Intake Workflow (Typical)

  1. Data Capture: risk/needs + MH/SUD + specialty screens at or near intake.
  2. Triage: separate public-safety risk (custody/conditions) from service need (referrals).
  3. Referral: schedule assessment/services; confirm logistics (transport, coverage, caregiver contact).
  4. Feedback: providers report starts/completion; missed starts trigger rapid re-engagement.
  5. Audit: review overrides and equity cuts; recalibrate practices and training as needed.

Common Tool Categories (Examples)

  • Risk/Needs: structured tools used to guide diversion, supervision level, or services.
  • MH/SUD Brief Screens: short instruments for depressive symptoms, anxiety, trauma, and substance use, with pathways to assessment.
  • Suicide Risk: brief, universal or indicated screens with immediate safety protocols.
  • Trafficking Risk: indicators for commercial sexual exploitation and related coercion.

Note: Tools vary by jurisdiction; pages in this section describe workflows and data handoffs rather than endorsing any specific instrument.

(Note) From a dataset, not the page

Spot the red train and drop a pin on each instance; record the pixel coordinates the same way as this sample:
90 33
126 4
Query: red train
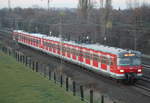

Overrides, Equity & Quality

  • Override logging: require a reason code; sample cases monthly.
  • Equity checks: compare access to diversion and services by race/ethnicity, disability, and rurality at the same risk strata.
  • Signal quality: monitor false negatives/positives via short follow-ups and narrative review.

Related Topic

Data & Methods

We treat risk guidance and service need separately. When reporting outcomes tied to screening decisions, we normalize rates to youth population (12–17), pool small-n across 2–3 years, and flag pooled cells. We mark breaks in series when instruments or definitions change.

See Also

Transparency note: Screening is a decision aid, not a decision. We publish override and equity summaries alongside access and completion metrics to keep the system honest.